Patents are generally effective at protecting intellectual property because it’s usually easy to see if something violates the patent. Comparing a suspected offender to the registration almost always clarifies this suspicion.

However, patents are time-limited protection. Utility and plant patents last for twenty years, while appearance-based patents generally last fourteen or fifteen years, with the time varying based on when you file them.

Once a patent ends, anything it covers becomes public, so any other company can make, sell, or use it without further permission. To counter this publicity, businesses often upgrade products and change them enough to attain a new patent, ensuring competitors can’t easily duplicate their latest creations.

Copyrights

Copyrights generally cover words, images, packaging, labeling, and overall products, so commercial enterprises can’t use them. In the United States, created works automatically gain copyright when the author first makes them. Still, registering a work can help prove you created it when you say you did, and that’s always the better option for businesses.

Copyright typically lasts for the creator’s lifetime (or the longest-living creator’s lifetime if there’s more than one), plus an additional seventy years beyond that. Once something is out of copyright, it enters the public domain, and anyone can use it.

Businesses should remember that copyrights can apply to different versions of products. For example, the copyright for a character drawn with or without a shirt may differ, so paying close attention to details when registering copyrights is essential.

Addressing copyright concerns is one of the many things business lawyers can help with where uncertainty rules. 

Trademarks

Trademarks are insignias, phrases, symbols, or other identifiers that help represent a product and distinguish it from similar competing products. These symbols may also be known as wordmarks if the trademark is exclusively text. It’s possible for colors and even smells to become trademarks.

Note that owning a trademark does not preclude you from licensing the use of that trademark. For example, Lego does not own Star Wars, but they were able to negotiate a license for Lego Star Wars products, meaning they’re not violating that trademark as long as they follow the licensing terms.

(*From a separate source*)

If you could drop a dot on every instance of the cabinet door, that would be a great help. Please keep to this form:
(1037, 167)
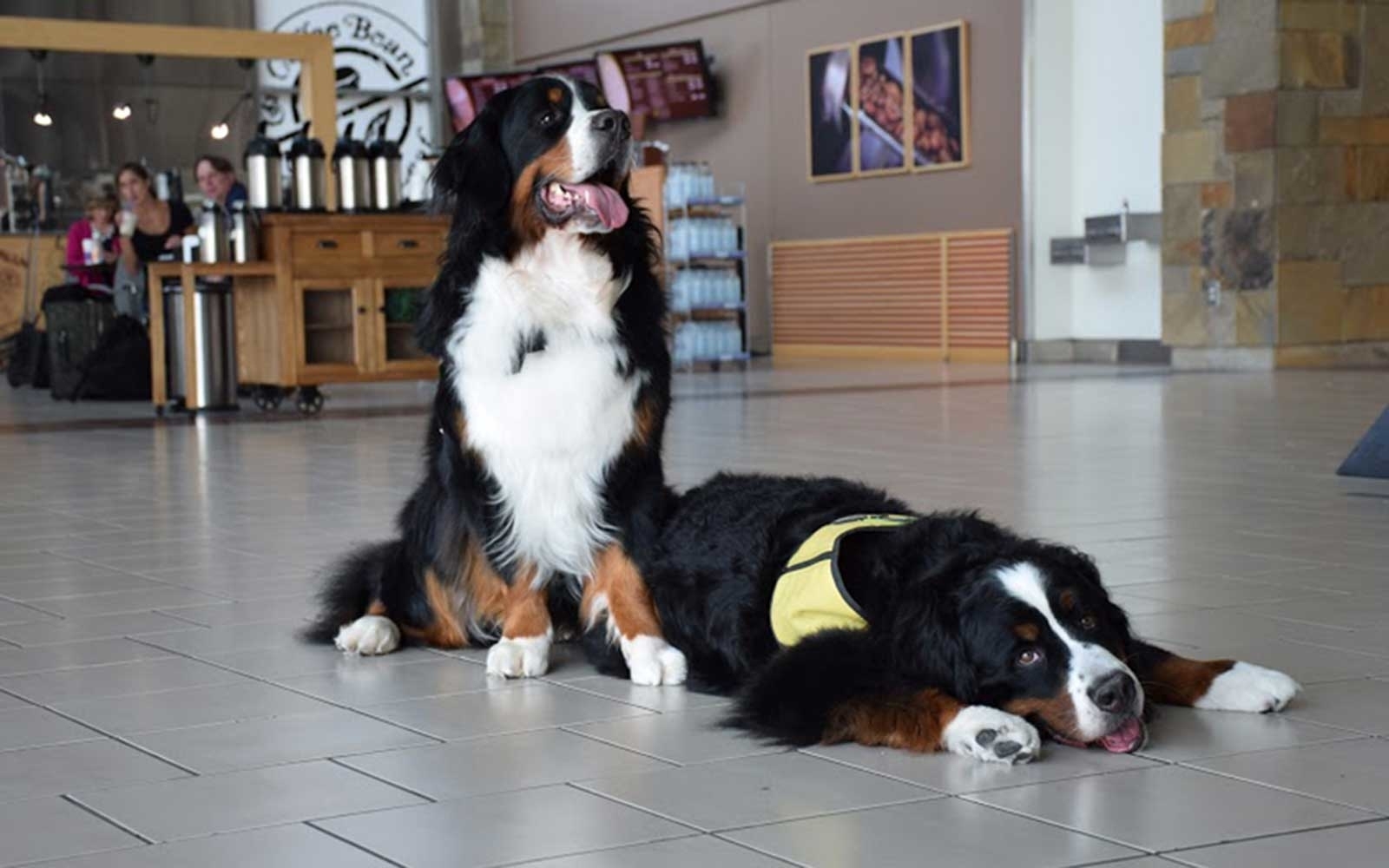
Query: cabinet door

Much like copyrights, you don’t have to register a trademark as long as you’re using it. However, registering gives you many advantages, and it’s usually worth having professionals to help.

Trade secret

A trade secret is an intellectual property that isn’t generally known or obtainable by other businesses. Unlike other types of intellectual property, you don’t need to register a trade secret, although some companies may turn a trade secret into a patent if there’s too much risk of exposure.

The best way to protect trade secrets is by limiting access to them and ensuring only the people who need to know them are aware of them. Some companies go further by only telling any one person a single part of the secret, making it useless unless discussed in a group. 

However, companies cannot simply remove knowledge from a former employee’s head, and the non-compete clauses in contracts designed to stop people from exploiting their knowledge of trade secrets may not hold up in court.

Companies facing issues in vulnerable proprietary information may want to find an alternative solution, such as a separate agreement with an employee to prevent the spread of a secret.

Geographical indication

Geographical indications are a lesser-known form of intellectual property that businesses may encounter. Typically, this category matters for products with a specific origin and some qualities or reputation distinctive to that area.

For example, Jamaica’s Blue Mountain coffee blend, widely considered one of the best coffees in the world, comes from a specific growing region known for high-quality coffee beans.

Similarly, Swiss watches are known for their accuracy, but watchmakers can only say it’s Swiss-made if they meet several criteria during production.

Before you go

Intellectual property is often intangible, but it can be significantly more valuable than any of a company’s real property, up to and including choice locations for a headquarters. Some larger businesses are willing to pay a premium when buying other companies to gain access to their IP. The more you protect your IP, the more valuable it might become.